Though even with the six-year-old coupé which (as it were) he had got married from, the houseman still got there first to hold the door for him to get in and depart, down the long driveway lined immediately with climbing roses on the white-panelled fences where the costly pedigreed horses had once ranged in pampered idleness; gone now since there was no one on the place to ride them unless somebody paid him for it, Stevens himself hating horses even more than dogs, rating the horse an unassailable first in loathing since though both were parasites, the dog at least had the grace to be a sycophant too; itat least fawned on you and so kept you healthily ashamed of the human race. But the real reason was, though neither the horse nor the dog ever forgot anything, the dog at least forgave you, which the horse did not; and his, Stevens’s, thought was that what the world needed was more forgiving: that if you had a good sensitive quick-acting capacity for forgiving, it didn’t really matter whether you ever learned or even remembered anything or not.
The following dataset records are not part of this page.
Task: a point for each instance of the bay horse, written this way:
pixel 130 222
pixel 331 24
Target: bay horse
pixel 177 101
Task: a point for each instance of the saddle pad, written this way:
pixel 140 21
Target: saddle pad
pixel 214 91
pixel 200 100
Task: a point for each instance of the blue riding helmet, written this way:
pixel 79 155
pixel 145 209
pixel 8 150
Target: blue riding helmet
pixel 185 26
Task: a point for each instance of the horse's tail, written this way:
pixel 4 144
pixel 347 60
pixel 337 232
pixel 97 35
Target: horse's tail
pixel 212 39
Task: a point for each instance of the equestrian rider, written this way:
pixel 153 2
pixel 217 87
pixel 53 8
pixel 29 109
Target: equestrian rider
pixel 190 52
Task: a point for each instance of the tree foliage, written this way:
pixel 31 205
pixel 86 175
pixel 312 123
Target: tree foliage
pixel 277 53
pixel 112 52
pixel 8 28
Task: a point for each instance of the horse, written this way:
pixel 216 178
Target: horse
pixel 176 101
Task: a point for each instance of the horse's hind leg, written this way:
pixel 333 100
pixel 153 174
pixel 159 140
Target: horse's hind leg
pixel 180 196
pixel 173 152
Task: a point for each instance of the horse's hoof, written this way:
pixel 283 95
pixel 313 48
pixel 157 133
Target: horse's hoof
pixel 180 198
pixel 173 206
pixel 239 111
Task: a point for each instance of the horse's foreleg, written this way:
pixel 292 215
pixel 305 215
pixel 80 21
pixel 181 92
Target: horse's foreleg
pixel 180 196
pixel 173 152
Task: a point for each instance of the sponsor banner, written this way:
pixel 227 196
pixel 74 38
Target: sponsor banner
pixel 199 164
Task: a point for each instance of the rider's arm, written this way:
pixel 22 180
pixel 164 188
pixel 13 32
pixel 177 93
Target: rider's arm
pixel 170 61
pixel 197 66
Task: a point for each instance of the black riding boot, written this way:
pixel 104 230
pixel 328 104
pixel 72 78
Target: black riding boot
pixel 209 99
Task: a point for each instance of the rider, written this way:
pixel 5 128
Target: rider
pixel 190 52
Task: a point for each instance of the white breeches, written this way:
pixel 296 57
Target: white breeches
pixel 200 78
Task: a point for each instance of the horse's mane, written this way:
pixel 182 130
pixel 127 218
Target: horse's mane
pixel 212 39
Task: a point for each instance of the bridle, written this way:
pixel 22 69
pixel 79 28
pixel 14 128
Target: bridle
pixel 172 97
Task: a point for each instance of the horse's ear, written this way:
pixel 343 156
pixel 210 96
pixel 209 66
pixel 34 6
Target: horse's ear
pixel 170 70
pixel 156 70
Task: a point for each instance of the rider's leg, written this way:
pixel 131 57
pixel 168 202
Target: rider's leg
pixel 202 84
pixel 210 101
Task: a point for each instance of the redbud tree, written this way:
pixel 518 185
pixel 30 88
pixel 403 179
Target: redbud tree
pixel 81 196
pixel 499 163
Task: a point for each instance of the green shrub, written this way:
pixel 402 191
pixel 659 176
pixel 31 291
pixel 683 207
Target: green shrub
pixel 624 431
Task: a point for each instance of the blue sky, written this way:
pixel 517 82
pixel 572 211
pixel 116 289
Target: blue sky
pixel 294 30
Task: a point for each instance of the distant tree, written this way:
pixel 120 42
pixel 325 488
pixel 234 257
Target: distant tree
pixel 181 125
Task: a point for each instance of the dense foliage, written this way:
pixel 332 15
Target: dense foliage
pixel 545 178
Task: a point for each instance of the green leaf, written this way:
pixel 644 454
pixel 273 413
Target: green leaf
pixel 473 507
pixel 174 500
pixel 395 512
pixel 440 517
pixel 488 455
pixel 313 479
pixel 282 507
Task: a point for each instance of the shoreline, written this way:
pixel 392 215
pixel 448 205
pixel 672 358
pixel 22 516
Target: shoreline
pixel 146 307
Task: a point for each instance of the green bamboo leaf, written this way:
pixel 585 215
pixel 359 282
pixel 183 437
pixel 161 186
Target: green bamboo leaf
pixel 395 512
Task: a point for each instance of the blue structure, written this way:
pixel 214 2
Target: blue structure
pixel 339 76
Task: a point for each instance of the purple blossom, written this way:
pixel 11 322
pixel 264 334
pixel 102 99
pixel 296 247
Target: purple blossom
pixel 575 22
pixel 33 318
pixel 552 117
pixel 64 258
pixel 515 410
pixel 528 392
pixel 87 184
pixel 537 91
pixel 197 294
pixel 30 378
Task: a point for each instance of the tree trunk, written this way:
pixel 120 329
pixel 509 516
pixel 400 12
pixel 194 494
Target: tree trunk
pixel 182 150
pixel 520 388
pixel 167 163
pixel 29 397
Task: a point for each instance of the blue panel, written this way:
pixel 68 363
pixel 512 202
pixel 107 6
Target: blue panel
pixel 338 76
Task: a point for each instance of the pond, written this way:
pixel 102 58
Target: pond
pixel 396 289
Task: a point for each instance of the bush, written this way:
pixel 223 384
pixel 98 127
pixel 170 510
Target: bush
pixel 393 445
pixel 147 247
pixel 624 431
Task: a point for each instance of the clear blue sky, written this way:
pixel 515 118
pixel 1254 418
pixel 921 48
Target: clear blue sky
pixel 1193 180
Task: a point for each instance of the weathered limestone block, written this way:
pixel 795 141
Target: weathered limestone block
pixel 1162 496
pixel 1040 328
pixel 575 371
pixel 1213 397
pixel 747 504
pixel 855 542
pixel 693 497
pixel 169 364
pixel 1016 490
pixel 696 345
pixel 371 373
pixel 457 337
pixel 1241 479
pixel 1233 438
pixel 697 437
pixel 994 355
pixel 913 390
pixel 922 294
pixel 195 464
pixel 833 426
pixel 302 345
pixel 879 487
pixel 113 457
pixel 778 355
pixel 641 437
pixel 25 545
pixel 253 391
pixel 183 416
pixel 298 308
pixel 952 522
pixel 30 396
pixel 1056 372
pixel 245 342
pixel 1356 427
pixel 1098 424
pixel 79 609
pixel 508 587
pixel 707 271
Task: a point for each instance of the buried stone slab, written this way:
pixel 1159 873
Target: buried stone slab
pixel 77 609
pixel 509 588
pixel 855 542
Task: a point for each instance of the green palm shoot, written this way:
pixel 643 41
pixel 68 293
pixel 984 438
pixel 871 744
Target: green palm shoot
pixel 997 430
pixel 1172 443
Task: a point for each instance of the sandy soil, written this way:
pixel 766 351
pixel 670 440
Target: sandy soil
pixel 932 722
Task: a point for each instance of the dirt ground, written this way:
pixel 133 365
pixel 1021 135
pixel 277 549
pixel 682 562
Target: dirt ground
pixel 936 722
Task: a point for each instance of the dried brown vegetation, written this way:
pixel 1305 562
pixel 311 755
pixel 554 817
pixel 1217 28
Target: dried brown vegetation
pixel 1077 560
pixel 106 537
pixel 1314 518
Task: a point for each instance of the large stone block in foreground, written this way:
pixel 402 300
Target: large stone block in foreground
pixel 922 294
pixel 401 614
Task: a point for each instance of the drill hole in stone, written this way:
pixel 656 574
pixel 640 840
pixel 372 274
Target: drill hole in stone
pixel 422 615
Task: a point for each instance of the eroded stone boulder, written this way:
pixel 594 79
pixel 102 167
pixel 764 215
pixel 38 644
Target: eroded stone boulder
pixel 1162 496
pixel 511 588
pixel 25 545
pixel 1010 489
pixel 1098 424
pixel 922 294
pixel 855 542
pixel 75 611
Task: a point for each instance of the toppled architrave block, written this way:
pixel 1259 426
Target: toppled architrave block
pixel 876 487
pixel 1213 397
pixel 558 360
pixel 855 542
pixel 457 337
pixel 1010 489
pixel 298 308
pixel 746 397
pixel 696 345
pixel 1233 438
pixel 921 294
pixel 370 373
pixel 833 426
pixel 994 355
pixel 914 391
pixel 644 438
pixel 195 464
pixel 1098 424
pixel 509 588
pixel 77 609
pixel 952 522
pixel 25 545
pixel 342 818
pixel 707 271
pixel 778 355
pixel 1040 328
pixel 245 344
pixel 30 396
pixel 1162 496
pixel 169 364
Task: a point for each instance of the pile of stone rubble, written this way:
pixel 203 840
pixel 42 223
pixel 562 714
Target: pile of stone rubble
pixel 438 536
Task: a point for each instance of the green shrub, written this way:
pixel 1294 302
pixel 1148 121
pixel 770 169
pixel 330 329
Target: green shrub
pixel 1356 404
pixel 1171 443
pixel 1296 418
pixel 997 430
Because he had no idea what Linda wanted either; he thought Because women are wonderful: it doesn’t really matter what they want or if they themselves even know what it is they think they want. At least there was the silence. She would have to organise, correlate, tell him herself, rather than have whatever it was she wanted him to know dug out of her by means of the infinitesimal legal mining which witnesses usually required; he would need only write on the tablet At least dont make me have to write out in writing whatever questions you want me to ask you so whenever you come to one of them just ask it yourself and go on from there. Even as he stopped the car he could already see her, her white dress in the portico, between two of the columns which were too big for the house, for the street, for Jefferson itself; it would be dim and probably cooler and anyway pleasant to sit there. But there was the silence; he thought how there should be a law for everybody to carry a flashlight in his car or perhaps he could ask her with the tablet to get a flashlight from the house so she could read the first sentence; except that she couldn’t read the request for the flashlight until she was inside the house.